Illegal aliens are pouring through the Mexican boarder. By your logic we should put a fence up on the Canadian boarder. One more time. The 911 terrorist were mostly Saudis trained in Afganastan.

Posted by: joshkeaton at September 25, 2006 06:54 PM

Worse? No. Safer? Yes.

WASHINGTON - National Intelligence Director John Negroponte said Monday the jihad in Iraq is shaping a new generation of terrorist operatives, but rejected assertions, stemming from a leaked intelligence estimate, that the United States is at a greater risk of attack than it was in 2001.
"We are certainly more vigilant.
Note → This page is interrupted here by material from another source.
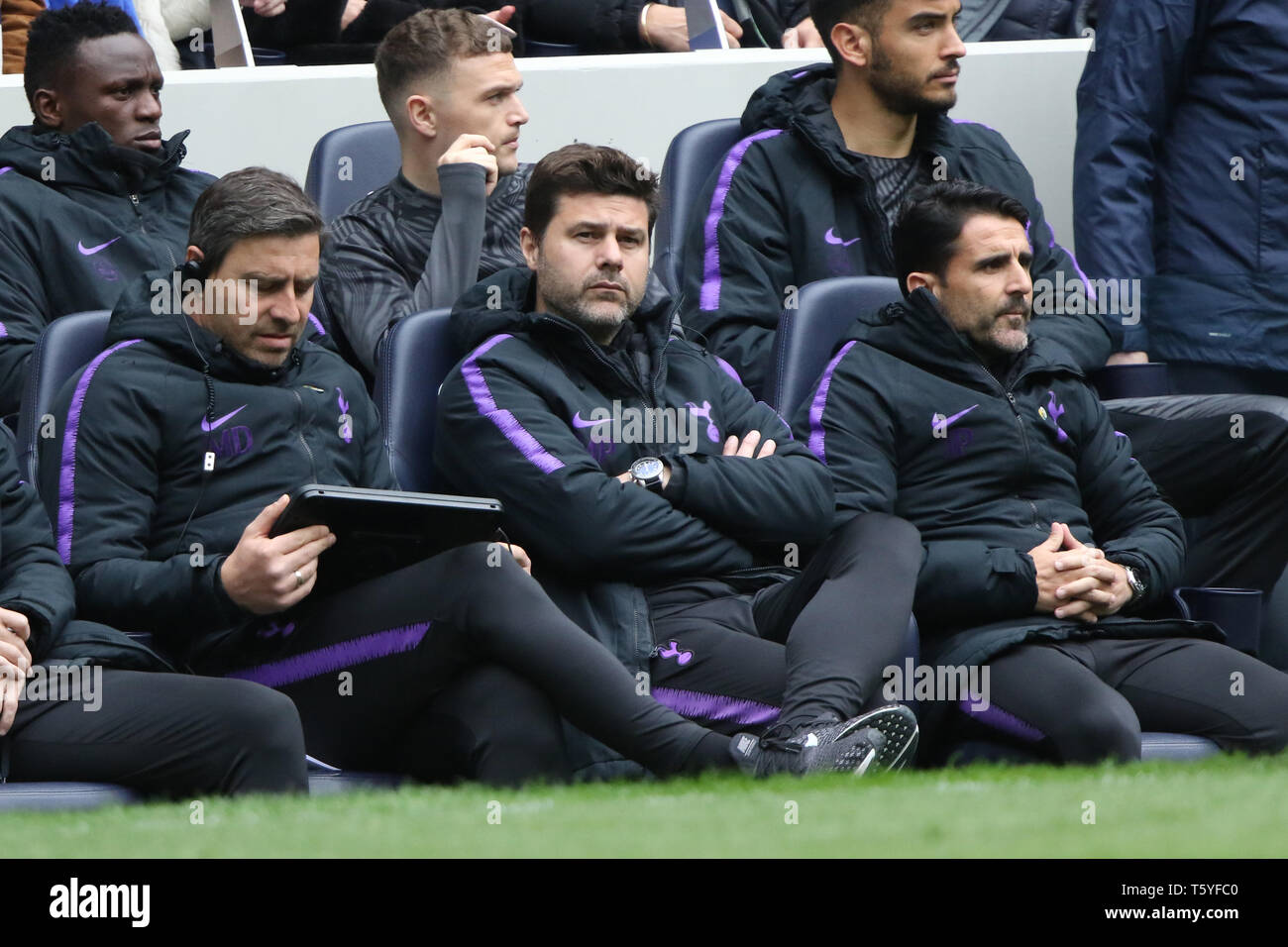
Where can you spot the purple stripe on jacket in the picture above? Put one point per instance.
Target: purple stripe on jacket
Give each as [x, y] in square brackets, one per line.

We are better prepared," Negroponte said. "We are safer."

Posted by: Morris [TypeKey Profile Page] at September 25, 2006 11:28 PM

It has now come to my attention that Bush is de-classifying much of this.

The NYT and other willing fifth-column accomplices will have egg on their face--AGAIN...

Posted by: Psycmeistr [TypeKey Profile Page] at September 26, 2006 01:02 PM

oh yeah psyc - last time he declassified an NIE it had to do with...hmmmm... OH that's right - WMD and Al qaeda in Iraq! yeah, you can bet we'll be getting the very best of selective declassification that bush's filthy politics can buy.

Posted by: orangealert [TypeKey Profile Page] at September 26, 2006 01:16 PM

I vote we stop fighting the war on terror altogether!
Then when the Blue States get hit again we can listen to the barking moonbat GoreKerrybots say we didn't do enough!
Damned if we do...damned if we don't!!